As you can imagine, this can sometimes make it difficult for the worker inside to communicate with the attendant. The concern here is that the atmosphere inside the confined space can change quickly and unexpectedly. But if the worker inside the space doesn’t have a monitor, and the attendant is addressing an issue within another confined space, that worker could be in grave danger.
The safest practice, therefore, is for a worker within the confined space to have a personal monitor that can share gas readings to the attendant’s monitor – allowing for communication where it is normally extremely limited. If a worker inside the confined space encounters a gas hazard, is immobilized, or needs emergency assistance for any other reason, the cause of the alarm is instantly relayed to the attendant’s gas detector.
Continuously Monitoring a Space
Even with an attendant watching for hazards, continuously monitoring the confined space is one of the best things you can do to prevent fatal accidents.
Since many gas hazards are heavier than air, they fill a space from the bottom first. If your entrant is standing in a confined space and it starts to fill with a gas, continuous monitoring with a pumped gas detector can alert both of you to the hazard before it ever reaches the person inside. This allows them to exit the confined space safely.
But how will others know if a confined space entrant is at risk? Area gas monitors can help because they provide clear audio and visual alarms so everybody in the area knows there is a gas hazard. You can take this a step further with live monitoring. Live monitoring allows anyone, anywhere, to be alerted when gas hazards put workers in danger so that everyone can respond accordingly.
An additional step to continuously monitoring a space means sampling and monitoring every confined space a worker may enter – both permit-required and non-permit-required spaces. Even in non-permit-required spaces, you’ll still want to monitor the space for gases and other hazards. Why? Well, there are multiple variables to consider.

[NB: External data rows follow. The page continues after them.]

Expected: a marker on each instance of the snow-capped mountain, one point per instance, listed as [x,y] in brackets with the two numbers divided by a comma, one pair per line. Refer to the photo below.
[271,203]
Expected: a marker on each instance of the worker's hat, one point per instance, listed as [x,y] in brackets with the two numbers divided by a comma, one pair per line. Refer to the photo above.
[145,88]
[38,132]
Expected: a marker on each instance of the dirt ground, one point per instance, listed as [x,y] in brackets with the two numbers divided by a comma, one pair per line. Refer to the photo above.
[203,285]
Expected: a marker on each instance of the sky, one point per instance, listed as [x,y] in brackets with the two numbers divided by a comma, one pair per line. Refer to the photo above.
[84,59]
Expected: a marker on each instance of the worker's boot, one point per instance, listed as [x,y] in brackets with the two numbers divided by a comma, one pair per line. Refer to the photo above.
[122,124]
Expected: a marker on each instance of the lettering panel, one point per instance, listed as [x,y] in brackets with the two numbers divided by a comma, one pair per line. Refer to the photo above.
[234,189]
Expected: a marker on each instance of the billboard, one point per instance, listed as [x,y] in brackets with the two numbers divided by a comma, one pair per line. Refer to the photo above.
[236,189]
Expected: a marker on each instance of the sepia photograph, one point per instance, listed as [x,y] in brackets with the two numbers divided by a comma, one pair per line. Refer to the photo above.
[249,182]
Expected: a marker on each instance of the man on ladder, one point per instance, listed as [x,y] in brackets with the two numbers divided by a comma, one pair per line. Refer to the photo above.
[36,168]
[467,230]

For example, what if the outer part of the confined space has cracked, causing it to rust? Due to the rust that has been slowly forming in this space, there is a lot of displaced oxygen. So, when the confined space is opened for the first time in a year, there is suddenly nothing to breathe and because the space isn’t being monitored, no one would be aware that anyone experienced a fatal event.

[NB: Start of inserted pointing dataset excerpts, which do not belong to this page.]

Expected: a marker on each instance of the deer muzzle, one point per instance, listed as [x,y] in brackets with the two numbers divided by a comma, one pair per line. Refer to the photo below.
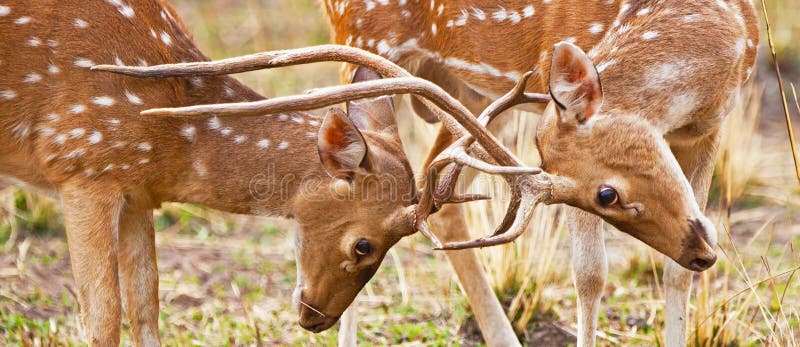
[698,254]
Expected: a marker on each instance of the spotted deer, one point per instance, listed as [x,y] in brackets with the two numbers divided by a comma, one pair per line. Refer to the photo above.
[77,134]
[634,122]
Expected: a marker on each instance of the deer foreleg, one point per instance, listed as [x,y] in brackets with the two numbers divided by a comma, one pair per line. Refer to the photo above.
[590,269]
[697,162]
[91,220]
[138,274]
[450,222]
[348,326]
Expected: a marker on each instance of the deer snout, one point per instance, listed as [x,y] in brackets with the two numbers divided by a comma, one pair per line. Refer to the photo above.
[315,322]
[699,253]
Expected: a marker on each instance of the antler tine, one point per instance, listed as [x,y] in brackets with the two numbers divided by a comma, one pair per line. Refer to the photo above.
[523,217]
[454,116]
[524,197]
[515,96]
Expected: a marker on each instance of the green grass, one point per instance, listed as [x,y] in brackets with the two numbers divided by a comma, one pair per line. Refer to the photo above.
[227,280]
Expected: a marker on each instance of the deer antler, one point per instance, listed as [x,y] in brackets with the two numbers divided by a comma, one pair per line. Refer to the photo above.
[530,185]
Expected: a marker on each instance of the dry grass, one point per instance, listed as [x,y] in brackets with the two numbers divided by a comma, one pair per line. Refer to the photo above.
[226,280]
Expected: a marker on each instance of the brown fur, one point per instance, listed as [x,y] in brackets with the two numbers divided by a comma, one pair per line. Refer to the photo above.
[670,72]
[112,167]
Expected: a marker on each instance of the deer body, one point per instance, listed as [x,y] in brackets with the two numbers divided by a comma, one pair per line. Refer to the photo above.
[670,71]
[78,134]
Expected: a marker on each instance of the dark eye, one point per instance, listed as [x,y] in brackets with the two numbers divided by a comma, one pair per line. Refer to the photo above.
[363,247]
[607,196]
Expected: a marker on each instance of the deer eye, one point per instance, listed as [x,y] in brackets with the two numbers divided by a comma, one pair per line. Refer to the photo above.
[607,196]
[363,247]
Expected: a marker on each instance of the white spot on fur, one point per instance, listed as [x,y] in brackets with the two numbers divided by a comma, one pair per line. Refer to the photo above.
[82,62]
[188,132]
[691,17]
[596,28]
[478,14]
[604,65]
[104,101]
[76,109]
[76,133]
[200,168]
[197,82]
[214,123]
[60,139]
[32,78]
[46,131]
[80,23]
[75,153]
[133,98]
[22,130]
[95,138]
[738,48]
[8,94]
[649,35]
[528,11]
[123,8]
[166,39]
[500,15]
[144,147]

By continuously monitoring spaces, both before and during an entry, you can ensure that real-time gas readings, man-down alarms, and panic alerts are shared with both peers nearby and safety personnel far away to help mitigate hazards before an evacuation (or worse) is needed.
Training Workers on Your Confined Space Entry Plan
Even with the right personal protection equipment, gas monitoring program, and a solid monitoring and communication strategy in place, you can’t stop there — you need a plan.
With a plan in place, you must now train your workers on it. After all, 85 percent of fatalities in confined spaces were among people who hadn’t been trained; therefore, it’s crucial that your team is trained and understands how to safely test the atmosphere within a confined space.
Having a set plan in place, knowing how to use your gas detection equipment, incorporating live monitoring options and data, and consistently practicing emergency response drills is critical in not only establishing control during an emergency but keeping your team safe during a time when every moment matters and ensuring everyone goes home safely.